Aggressioni Infermieri: Janet De Nardis sposa battaglia di Nursing Up contro la violenza.

Aggressioni, Nursing Up: La conduttrice e giornalista Janet De Nardis testimonial della campagna social #NoViolenzasuglinfermieri.

È Janet De Nardis la nuova testimonial della campagna di sensibilizzazione #NoViolenzasuglinfermieri che denuncia il grave fenomeno delle aggressioni al personale sanitario in pericoloso aumento in Italia. Questa volta a schierarsi dalla parte del personale sanitario, attualmente in prima linea contro il Coronavirus, sarà una giornalista, conduttrice e docente presso l’università La Sapienza di Roma.

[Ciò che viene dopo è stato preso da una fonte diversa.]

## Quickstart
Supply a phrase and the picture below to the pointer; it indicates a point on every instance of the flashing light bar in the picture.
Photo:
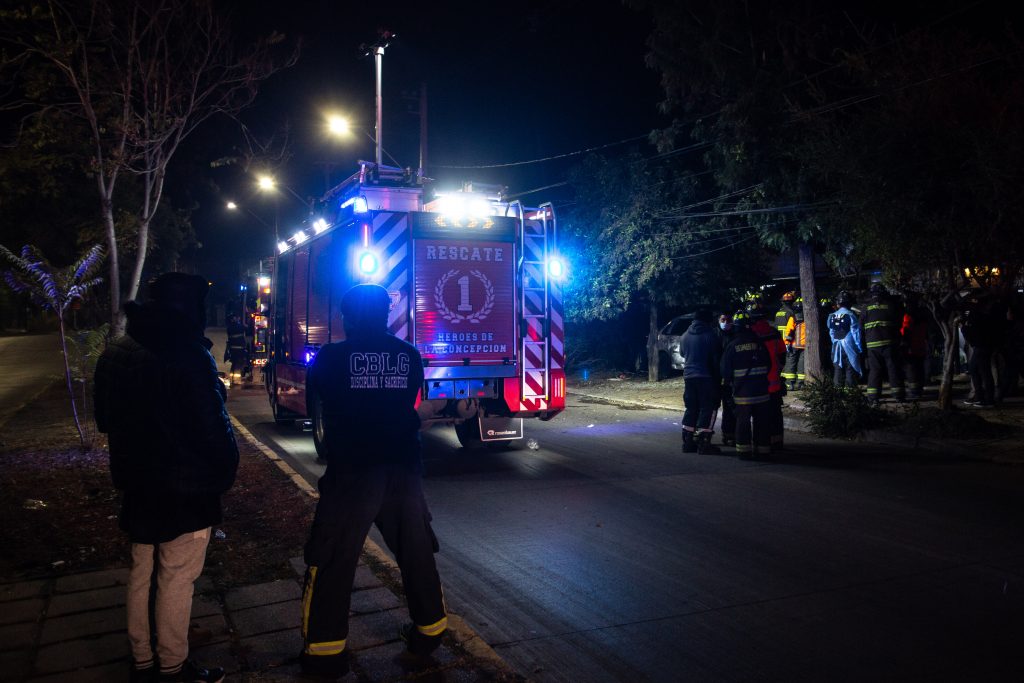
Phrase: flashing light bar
(556, 267)
(368, 263)
(358, 204)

Intanto diventa sempre più virale sui social l’iniziativa lanciata dal sindacato Nursing Up, che ha già visto la partecipazione di: Simona Ventura, Giorgio Colangeli, Michela Giraud, Massimiliano Vado, Eva Grimaldi, Maria Vittoria Cusumano, Francesco Foti e Marisa Laurito.

Janet De Nardis, già impegnata nella lotta ai cambiamenti climatici come autrice del corto Punto di rottura, selezionato nei cinque finalisti del prossimo Cortinametraggio (26-29 marzo), è anche direttore artistico del Roma Web Fest, Festival Internazionale di Webserie e prodotti webnativi. E, tra i suoi numerosi impegni, ha voluto sostenere gli infermieri e accendere i riflettori sui crescenti episodi di violenza nei loro confronti, registrando un videomessaggio firmato dalla regista Carolina Ielardi, online da oggi sui profili social del Nursing Up.

“Nel nostro Paese – spiega nella clip – un infermiere su dieci ha subito violenze sul lavoro e il 4% è stato minacciato con una pistola. Non si tratta solo di aggressioni fisiche, ma anche verbali, subendo comportamenti umilianti e mortificanti. A lanciare l’allarme è stato il sindacato degli infermieri Nursing Up, diffondendo i dati dell’indagine condotta con l’Organizzazione Mondiale della Sanità, per misurare a che livello di violenza siamo arrivati. Sono tremila – conclude la De Nardis – i casi di aggressione, di cui solo milleduecento quelli denunciati”.

Per dire no alla violenza, basta andare sul sito www.nursingup.it e condividere il video con hashtag #NoViolenzasuglinfermieri.

L’emergenza delle aggressioni riguarda ormai tutto il territorio nazionale. Attraverso questo appello, gli infermieri chiedono alle istituzioni una risposta immediata e decisa al fenomeno. Non c’è più tempo da perdere, soprattutto in questo momento di sovraffollamento dei reparti di emergenza/urgenza tra picco influenzale e allerta da Coronavirus. Sul fenomeno delle violenze è in dirittura d’arrivo alla Camera il Ddl della ex ministra della Salute Grillo dal titolo “Disposizioni in materia di sicurezza per gli esercenti le professioni sanitarie e socio-sanitarie nell’esercizio delle loro funzioni”.

Il provvedimento prevede l’inasprimento delle pene per chi aggredisce i sanitari e l’istituzione di un Osservatorio permanente per la garanzia della sicurezza e per la prevenzione degli episodi di violenza. Ma per il Nursing Up, che garantisce agli iscritti vittime di violenza l’assistenza legale gratuita, tali misure non sono sufficienti: bisogna introdurre la procedibilità d’ufficio e la costituzione degli enti sanitari come parte civile. Su tale richiesta converge anche la Federazione nazionale dei medici, che la scorsa settimana ha presentato il docufilm Notturno, che racconta alcune aggressioni subite dai professionisti. Nell’occasione il ministro Roberto Speranza ha annunciato il varo della norma entro il mese di febbraio.